What is the Galvanic Process?

In the production flow, galvanisation comes after the imaging with dry-resist of the copper image.

During the imaging process we put a negative image of the copper design to the panels. This way we can electroplate copper into the holes and onto the tracks. The aim of this process is to deposit at least 20 um of copper on the tracks and in the holes.

After the copper plating we plate a thin layer of tin over it. The tin serves as etch resist layer.

Before we Start

Before starting the galvanisation process we run a simulation to specify the required current density and cycle time to achieve a homogeneous copper layer. The software we use for this simulation is called Smartplate and it is developed by Elsyca in Belgium.

Already in the PCB configuration stage, before placing an order, our customers can run a similar analysis of the plating on their individual boards.

This analysis is part of our PCB Visualizer set of tools and the results are available in the DFM section of PCB Checker. For every board we calculate a plating index, and show a graphical image that highlights areas on the board that risk to be underplated or overplated during the galvanisation process. The aim is to achieve a plating index as close as possible to 1, the score for a perfectly balanced copper distribution.

Whats Involved

To start the galvanisation, we first fix the production panels to fly-bars. A set of maximum 4 panels run together on a fly-bar through the galvanic line. This fly-bar creates an electrical connection to the power supply. The production panels act as cathodes in the process. The production panels travel through different tanks, each with a different function, such as cleaner, micro-etch, copper and tin galvanisation, rinsing and drying.

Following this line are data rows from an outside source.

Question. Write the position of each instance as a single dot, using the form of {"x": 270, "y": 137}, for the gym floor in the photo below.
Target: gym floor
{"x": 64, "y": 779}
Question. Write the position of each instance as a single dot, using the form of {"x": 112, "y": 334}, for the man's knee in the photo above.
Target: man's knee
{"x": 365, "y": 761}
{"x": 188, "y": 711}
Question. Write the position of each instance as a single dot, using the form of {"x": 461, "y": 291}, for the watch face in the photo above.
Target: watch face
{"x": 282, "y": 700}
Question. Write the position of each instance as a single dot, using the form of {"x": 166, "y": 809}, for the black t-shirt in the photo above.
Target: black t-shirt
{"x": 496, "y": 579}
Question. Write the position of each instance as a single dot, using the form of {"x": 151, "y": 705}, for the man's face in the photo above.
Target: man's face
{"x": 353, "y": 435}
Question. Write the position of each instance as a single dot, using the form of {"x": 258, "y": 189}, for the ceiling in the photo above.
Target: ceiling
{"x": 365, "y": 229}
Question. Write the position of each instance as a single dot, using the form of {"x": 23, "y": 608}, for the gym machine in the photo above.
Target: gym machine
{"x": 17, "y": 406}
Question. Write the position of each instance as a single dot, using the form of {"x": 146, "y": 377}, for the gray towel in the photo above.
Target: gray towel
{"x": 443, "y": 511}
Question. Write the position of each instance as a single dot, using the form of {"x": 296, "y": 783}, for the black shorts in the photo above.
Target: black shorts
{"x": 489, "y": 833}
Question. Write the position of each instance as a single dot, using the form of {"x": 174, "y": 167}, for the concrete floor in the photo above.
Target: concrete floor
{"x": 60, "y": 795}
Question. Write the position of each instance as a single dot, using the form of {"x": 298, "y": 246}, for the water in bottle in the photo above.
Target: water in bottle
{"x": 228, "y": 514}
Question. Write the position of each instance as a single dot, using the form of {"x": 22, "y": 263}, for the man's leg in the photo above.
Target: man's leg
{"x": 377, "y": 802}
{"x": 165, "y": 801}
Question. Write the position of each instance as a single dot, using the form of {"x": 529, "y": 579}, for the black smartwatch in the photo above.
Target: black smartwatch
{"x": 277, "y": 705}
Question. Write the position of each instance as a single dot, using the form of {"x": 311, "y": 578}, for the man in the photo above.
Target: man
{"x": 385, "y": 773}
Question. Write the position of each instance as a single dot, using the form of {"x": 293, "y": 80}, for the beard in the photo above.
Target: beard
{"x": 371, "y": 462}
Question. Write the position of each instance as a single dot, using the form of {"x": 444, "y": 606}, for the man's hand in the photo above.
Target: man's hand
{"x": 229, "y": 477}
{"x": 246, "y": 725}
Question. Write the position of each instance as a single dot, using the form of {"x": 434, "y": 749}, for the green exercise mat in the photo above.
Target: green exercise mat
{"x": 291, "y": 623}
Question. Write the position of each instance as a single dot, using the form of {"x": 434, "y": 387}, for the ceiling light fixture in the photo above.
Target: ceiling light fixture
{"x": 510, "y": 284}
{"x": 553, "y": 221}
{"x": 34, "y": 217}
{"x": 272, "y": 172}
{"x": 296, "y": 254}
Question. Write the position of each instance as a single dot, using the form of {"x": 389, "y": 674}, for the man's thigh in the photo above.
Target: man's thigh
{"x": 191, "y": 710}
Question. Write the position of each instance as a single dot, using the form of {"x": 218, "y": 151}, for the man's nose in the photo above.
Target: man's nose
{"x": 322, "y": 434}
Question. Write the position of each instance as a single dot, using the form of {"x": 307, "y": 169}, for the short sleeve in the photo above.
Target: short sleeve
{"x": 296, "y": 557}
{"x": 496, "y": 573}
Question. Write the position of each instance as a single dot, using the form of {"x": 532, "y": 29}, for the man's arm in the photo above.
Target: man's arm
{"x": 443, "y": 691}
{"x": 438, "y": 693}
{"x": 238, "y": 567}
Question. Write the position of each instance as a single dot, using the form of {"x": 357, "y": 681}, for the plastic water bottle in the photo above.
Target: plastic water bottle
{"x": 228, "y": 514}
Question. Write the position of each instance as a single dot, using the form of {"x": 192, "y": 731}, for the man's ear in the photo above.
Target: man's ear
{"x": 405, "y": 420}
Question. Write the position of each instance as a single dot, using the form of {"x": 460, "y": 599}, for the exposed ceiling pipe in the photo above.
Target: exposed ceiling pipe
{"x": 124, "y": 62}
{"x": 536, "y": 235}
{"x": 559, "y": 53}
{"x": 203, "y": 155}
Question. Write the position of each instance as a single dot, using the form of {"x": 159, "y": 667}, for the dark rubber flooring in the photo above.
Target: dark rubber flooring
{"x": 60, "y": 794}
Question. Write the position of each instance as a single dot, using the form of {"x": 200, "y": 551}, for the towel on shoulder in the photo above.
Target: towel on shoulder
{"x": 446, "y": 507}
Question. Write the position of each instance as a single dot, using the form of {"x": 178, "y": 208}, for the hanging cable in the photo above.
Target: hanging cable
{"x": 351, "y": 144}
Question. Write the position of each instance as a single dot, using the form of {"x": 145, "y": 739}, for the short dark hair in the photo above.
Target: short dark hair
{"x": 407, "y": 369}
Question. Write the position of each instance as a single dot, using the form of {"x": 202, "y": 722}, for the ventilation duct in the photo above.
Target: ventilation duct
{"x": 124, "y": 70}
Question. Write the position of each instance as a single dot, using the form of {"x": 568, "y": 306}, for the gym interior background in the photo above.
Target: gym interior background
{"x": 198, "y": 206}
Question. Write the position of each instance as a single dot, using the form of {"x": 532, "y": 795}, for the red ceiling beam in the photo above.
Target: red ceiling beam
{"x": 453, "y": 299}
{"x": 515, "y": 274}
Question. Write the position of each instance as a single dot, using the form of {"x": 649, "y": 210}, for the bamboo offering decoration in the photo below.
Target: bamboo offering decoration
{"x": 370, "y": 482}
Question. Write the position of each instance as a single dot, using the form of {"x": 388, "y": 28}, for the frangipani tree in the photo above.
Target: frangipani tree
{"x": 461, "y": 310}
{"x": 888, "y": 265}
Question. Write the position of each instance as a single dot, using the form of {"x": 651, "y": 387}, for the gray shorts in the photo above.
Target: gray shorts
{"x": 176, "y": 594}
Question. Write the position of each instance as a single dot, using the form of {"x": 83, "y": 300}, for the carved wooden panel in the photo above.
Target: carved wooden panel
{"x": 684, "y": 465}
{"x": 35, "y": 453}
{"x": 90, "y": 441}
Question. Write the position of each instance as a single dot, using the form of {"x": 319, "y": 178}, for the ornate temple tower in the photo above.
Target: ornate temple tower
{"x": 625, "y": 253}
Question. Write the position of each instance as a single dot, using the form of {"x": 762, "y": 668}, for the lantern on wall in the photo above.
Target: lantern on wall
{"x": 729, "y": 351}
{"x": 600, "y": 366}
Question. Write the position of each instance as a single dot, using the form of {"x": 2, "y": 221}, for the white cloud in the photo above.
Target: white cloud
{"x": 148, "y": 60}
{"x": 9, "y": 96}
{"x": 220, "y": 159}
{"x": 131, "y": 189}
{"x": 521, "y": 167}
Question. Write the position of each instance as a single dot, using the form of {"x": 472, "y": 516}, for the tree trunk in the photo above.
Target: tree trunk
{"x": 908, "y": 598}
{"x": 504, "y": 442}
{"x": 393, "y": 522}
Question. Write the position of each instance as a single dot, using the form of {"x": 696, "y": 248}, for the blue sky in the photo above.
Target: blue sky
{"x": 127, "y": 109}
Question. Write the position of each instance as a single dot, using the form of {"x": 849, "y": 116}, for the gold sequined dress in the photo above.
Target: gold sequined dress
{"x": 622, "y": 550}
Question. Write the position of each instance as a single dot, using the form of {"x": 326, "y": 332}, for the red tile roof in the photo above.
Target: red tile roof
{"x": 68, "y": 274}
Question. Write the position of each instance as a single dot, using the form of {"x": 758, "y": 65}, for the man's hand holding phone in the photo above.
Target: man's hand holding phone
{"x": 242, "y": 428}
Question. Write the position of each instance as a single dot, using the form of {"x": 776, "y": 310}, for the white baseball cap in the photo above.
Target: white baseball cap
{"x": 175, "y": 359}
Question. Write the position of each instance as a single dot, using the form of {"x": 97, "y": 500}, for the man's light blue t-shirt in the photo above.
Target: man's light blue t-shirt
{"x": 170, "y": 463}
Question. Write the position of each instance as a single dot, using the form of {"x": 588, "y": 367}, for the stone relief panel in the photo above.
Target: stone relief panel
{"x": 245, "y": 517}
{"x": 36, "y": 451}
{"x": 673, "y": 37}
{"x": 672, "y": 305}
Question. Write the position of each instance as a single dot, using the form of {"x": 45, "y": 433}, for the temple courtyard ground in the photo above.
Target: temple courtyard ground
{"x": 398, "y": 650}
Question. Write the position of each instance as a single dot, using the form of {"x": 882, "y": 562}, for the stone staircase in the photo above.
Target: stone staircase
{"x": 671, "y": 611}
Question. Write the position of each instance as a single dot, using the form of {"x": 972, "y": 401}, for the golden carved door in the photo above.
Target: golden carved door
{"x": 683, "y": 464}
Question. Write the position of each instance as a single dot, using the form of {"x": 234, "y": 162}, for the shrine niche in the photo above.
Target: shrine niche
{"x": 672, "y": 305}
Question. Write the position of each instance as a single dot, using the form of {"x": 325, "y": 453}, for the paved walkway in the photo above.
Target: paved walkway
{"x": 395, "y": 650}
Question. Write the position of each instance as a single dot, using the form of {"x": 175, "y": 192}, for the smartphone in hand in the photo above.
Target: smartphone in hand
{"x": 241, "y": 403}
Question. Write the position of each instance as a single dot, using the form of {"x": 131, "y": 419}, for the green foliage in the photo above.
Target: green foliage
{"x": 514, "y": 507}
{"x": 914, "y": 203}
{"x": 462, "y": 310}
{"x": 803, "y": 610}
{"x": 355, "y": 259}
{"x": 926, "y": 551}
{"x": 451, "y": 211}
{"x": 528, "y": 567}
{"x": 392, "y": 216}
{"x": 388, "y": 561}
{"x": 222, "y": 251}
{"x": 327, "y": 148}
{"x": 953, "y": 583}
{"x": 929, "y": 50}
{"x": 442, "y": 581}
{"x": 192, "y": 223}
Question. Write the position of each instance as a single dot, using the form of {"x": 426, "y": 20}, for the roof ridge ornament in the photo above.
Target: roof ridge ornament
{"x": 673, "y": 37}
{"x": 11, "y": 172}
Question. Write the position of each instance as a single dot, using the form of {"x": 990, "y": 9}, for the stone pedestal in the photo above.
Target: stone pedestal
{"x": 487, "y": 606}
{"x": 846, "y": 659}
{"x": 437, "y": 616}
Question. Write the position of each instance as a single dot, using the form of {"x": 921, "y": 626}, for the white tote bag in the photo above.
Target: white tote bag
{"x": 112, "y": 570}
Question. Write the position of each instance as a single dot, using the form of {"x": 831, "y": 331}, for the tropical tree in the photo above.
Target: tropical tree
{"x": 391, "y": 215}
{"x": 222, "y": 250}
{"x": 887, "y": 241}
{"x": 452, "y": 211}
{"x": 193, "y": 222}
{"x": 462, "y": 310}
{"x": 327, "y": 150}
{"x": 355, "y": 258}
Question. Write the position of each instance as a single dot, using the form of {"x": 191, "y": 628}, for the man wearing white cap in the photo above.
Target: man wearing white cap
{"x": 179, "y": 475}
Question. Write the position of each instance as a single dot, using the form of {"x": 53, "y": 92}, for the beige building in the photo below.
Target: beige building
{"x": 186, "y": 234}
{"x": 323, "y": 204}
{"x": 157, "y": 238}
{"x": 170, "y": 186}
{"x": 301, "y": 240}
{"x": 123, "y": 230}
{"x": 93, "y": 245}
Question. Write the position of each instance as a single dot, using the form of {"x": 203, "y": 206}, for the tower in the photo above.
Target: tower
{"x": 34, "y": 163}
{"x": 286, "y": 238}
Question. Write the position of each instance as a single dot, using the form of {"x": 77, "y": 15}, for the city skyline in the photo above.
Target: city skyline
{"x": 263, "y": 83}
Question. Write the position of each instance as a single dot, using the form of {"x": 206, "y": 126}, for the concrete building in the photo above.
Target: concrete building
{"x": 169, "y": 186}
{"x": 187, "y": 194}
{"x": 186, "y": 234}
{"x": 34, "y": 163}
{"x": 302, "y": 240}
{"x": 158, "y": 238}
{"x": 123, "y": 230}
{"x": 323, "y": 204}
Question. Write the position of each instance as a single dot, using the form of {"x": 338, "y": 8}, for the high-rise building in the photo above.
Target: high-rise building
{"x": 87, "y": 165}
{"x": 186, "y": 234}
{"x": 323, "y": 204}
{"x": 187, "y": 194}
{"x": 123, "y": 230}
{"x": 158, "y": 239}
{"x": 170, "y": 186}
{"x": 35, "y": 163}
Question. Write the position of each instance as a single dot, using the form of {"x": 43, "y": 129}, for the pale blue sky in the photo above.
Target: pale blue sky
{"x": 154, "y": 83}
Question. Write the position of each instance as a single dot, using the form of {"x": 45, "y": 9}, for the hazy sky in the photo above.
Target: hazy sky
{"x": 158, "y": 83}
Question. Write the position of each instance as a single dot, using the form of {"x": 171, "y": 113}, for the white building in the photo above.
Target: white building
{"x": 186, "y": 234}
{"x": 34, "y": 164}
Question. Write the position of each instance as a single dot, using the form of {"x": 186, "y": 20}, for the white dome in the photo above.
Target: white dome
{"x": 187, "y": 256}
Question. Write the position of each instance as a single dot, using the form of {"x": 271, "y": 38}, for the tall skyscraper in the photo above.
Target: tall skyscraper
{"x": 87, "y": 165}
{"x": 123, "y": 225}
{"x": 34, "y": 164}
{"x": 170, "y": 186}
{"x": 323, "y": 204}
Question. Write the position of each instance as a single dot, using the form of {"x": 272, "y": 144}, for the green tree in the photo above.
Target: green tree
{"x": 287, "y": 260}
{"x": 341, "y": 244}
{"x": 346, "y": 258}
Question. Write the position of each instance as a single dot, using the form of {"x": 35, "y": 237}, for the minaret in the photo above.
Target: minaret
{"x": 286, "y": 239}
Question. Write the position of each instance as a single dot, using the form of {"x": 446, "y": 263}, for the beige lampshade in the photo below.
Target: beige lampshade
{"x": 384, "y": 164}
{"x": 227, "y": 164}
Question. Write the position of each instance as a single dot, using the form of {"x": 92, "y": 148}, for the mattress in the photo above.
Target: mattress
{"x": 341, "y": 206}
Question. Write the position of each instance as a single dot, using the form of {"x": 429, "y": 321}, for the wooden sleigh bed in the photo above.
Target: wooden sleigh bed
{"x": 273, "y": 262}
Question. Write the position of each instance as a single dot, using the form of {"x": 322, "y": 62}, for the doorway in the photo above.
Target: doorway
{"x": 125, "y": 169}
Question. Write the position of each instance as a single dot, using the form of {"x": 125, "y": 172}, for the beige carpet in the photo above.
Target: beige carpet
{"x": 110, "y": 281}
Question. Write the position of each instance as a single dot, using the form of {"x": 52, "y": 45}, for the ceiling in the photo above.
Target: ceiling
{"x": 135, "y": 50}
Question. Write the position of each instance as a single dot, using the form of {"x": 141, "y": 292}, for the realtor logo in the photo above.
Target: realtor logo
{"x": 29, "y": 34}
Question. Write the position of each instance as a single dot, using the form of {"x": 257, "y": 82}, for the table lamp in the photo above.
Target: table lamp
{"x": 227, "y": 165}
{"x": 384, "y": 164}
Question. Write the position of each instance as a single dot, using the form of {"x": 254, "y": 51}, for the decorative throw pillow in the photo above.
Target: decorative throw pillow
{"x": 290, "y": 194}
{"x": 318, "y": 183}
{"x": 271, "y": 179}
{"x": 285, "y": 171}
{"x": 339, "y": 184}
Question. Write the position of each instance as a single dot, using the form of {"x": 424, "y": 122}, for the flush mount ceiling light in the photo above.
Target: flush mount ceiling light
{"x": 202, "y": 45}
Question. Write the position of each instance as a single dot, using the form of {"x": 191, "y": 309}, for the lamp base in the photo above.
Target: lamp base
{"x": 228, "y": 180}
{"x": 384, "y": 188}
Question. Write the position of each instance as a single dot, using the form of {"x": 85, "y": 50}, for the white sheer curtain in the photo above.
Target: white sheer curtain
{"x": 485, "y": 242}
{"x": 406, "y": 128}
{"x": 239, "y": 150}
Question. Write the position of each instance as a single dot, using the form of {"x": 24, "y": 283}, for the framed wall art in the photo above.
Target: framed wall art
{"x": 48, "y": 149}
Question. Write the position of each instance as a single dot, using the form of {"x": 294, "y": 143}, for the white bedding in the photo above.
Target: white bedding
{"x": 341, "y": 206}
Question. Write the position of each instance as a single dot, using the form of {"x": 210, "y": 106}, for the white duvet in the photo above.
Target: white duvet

Copper is electroplated onto the surface of the exposed copper of the production panel. We can deposit copper in the holes as well, thanks to the conductive carbon layer we built into the holes before the imaging process.

For copper galvanisation we can use two different power supplies:

Direct current, called DC
Pulse plating, called PP

These two methods have a different influence on the distribution of the copper over the panel. Let us look at it more in detail now.

Galvanising using DC Rectifiers

We can influence the process with three different parameters:

The copper-surface on the boards, both top and bottom surface
The galvanisation time
The current density in A/dm2.

The galvanisation time and the current density are variable. We have plating programs with different cycle times . The longer the galvanisation time and the lower the current density, the more equal the copper deposition on the boards will be.

On the other side, changing the cycle time between two different runs has a huge negative influence on the capacity.

With the DC- method a continuous current is switched ON between the anodes and the panels. So we have a constant current with ions moving always from the anodes towards the panels.

When the design of the boards on the panel has an unbalanced or uneven copper distribution, we will have higher copper deposition on the areas with less copper in the image and lower copper deposition on areas with more copper in the image.

To get a uniform copper deposition during the galvanisation we need panels with a plating index as close as possible to 1. The plating index is an indication of the copper distribution in the design, both on top and bottom side of the PCB.

Pulse Plating Process

For pulse plating we can define 6 different steps within one galvanisation cycle and we can set reverse current. An example will make it clear.

The total galvanisation time, this is the total time the panels are in the copper bath is 100%.
This 100% can be divided into 6 different time zones with a different length.
So the first thing we have to define is the time of the different zones.
Then inside the zones we can set the amplitude and time for the forward current and the amplitude and time for the reverse current.
The accuracy is in milliseconds.

What happens exactly?

The panels (which are the cathodes) are in the copper bath and when the positive current is switched on we have copper deposition on the copper surface.

Because of the unbalanced copper distribution there are places where we have higher deposition, typically these are the places with less copper in the image. To compensate, inside the cycle periodically a negative current is switched on.

So for a very short time our panels are the anodes and the accumulated ions move away again from the panel.

With this technique we achieve a more equal copper distribution on the final product. On the other hand, the cost for such a pulse plating rectifier is 10 times more than for conventional DC rectifiers.

The Panels are Ready

Our panels are now ready plated with DC or PP Technology

When the panels come out of the galvanic line we check the thickness of deposited copper of every technological panel. To get an idea of the average thickness of the plating in the holes, we use an eddy current sensor. This is a non-destructive measurement device.

For process control and to get more accurate and detailed information we make cross-sections. Cross-sections are a destructive inspection method that take more time ,but give deeper insight into the processes. In a next episode of this technology series on Eurocircuits TV, we will explain in detail how cross-sections are made and what information we can get from it.

Now we will compare the plating results between DC plating and PP plating on the same circuit.

We can see on the cross-section from the DC plated board that the deposition of the copper is not even. The thickness of the electroplated copper is quite high in the holes and on the surface of the tracks where the drawing is less dense and it is much lower on the places where we have full copper areas in the layout.

In the cross-section we made from a board galvanised with PP it is visible that the distribution of the galvanised copper is more homogeneous. We need to get more experience with this PP technology to fine tune the plating parameters, but we are confident that in the future we can guarantee better plating results for boards with lower plating indexes. The goal must however remain to design boards with an even copper distribution.